The former South African president, himself an ex-boxer, appeared frail but exhibited his usual charm and humour, embracing Laila Ali before the cameras and teasing a photographer about his grey hair.
Asked if he gave her any boxing tips for her world super-middleweight title fight against Guyanan Gwendolyn O’Neil on February 3, the liberation hero said the ring had changed since he unlaced his gloves.
“Look I cannot advise present fighters because I was a fighter many, many, many years ago and the rules have differed so it’s better for me to keep quiet,” he said.
Muhammed Ali, 65, was diagnosed with Parkinson’s disease in the 1980s after which his motor functions declined. In a 21-year ring career, the self-proclaimed “Greatest” regained the World Championship more than 10 years after he first held it.
But Ali’s impact and influence transcended boxing. For millions of blacks and oppressed people, in the United States and around the globe, Ali came to symbolise their struggle.
Ali showed her father’s trademark confidence, saying she landed in South Africa with a winning spirit.
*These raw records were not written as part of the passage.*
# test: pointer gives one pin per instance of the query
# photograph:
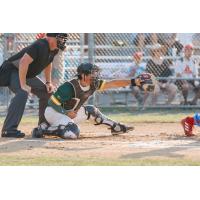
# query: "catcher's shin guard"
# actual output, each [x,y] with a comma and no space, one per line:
[99,118]
[69,131]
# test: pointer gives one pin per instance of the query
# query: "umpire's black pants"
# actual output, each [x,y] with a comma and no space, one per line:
[9,77]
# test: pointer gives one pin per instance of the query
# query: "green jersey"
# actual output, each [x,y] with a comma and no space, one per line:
[71,96]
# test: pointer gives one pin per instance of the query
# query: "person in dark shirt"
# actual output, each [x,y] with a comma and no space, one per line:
[159,67]
[19,74]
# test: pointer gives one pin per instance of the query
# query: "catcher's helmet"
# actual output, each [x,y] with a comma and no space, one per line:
[61,39]
[88,68]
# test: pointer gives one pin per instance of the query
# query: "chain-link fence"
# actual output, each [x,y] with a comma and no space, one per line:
[123,55]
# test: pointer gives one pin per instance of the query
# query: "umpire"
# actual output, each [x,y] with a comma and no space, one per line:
[19,74]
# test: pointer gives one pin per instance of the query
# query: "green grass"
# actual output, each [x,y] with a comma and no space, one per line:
[124,115]
[52,161]
[128,116]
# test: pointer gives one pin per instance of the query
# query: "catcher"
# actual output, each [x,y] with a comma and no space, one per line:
[66,106]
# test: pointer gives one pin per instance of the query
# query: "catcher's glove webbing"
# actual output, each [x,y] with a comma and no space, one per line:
[145,81]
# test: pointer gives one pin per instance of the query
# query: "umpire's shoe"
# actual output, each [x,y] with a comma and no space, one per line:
[14,133]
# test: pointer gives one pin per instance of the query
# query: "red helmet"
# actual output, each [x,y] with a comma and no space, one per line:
[188,46]
[137,55]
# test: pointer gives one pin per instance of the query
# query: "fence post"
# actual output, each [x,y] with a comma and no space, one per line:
[91,57]
[91,47]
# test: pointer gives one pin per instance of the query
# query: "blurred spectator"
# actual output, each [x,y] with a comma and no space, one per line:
[136,69]
[143,39]
[196,43]
[186,68]
[173,47]
[160,67]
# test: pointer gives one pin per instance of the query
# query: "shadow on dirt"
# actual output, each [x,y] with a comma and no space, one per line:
[171,152]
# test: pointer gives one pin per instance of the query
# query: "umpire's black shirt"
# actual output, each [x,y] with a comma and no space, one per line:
[41,54]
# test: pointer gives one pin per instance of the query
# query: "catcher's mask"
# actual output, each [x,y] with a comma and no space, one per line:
[61,39]
[88,68]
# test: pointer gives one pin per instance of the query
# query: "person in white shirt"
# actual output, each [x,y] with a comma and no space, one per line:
[137,68]
[187,68]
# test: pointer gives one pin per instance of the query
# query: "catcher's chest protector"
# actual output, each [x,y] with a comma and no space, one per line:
[80,96]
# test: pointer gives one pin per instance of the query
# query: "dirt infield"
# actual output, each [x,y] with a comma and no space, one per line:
[148,144]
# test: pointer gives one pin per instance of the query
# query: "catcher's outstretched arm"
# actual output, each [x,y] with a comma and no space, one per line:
[144,81]
[115,84]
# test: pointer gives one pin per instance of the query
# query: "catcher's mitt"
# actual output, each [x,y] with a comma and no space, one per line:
[145,81]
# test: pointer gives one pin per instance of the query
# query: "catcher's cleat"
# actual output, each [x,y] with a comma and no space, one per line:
[120,129]
[37,133]
[13,133]
[188,125]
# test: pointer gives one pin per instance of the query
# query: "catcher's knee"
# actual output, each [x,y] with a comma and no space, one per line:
[92,111]
[99,118]
[70,131]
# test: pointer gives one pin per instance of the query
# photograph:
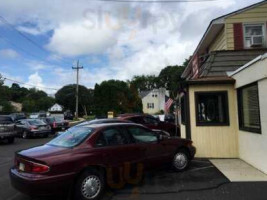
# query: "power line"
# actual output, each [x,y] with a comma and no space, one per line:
[31,85]
[155,1]
[77,68]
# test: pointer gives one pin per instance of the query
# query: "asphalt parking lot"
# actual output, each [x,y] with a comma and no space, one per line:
[201,181]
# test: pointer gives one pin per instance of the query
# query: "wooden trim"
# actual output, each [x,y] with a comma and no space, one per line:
[205,82]
[238,36]
[226,123]
[240,110]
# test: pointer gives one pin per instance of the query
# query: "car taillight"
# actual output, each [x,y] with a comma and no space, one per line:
[30,167]
[39,168]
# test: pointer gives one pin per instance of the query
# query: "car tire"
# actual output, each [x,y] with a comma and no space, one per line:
[10,140]
[89,186]
[181,160]
[24,135]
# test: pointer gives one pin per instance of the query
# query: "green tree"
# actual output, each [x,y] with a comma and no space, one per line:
[116,96]
[66,97]
[29,106]
[170,78]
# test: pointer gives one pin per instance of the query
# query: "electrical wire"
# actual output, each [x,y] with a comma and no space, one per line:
[155,1]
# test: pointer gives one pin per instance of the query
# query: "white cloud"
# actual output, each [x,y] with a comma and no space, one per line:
[35,80]
[137,38]
[8,53]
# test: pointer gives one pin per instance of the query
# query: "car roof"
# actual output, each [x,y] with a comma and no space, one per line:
[135,115]
[106,125]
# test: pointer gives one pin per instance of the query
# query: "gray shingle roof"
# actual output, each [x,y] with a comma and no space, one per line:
[220,62]
[142,94]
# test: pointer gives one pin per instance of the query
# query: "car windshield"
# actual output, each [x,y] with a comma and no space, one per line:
[72,137]
[36,122]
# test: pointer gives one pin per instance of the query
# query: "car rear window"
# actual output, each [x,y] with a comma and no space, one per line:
[5,119]
[59,120]
[72,137]
[36,122]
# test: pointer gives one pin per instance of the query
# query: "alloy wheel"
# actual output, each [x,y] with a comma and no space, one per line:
[91,187]
[180,161]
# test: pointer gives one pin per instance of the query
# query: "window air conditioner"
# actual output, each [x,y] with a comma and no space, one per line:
[256,41]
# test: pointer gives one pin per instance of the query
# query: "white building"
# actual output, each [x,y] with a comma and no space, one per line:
[56,108]
[154,100]
[251,87]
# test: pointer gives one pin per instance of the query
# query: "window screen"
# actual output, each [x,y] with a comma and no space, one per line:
[211,108]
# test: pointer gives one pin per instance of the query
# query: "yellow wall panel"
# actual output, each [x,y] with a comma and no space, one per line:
[215,141]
Mandela, who is known affectionately in South Africa by his clan name “Madiba”, had given her extra inspiration, she said.
“I have already gotten the Madiba magic just being around him,” she said.
Mandela’s appearances have become increasingly rare after his announcement in 2004 that he was retiring from public life.
But the famous statesman, who won a Nobel Peace Prize in 1993 for his fight against apartheid, said at moments like Laila Ali’s upcoming match, he still felt like a contender.
“I will be in the fight,” he said as he slowly walked back to his office.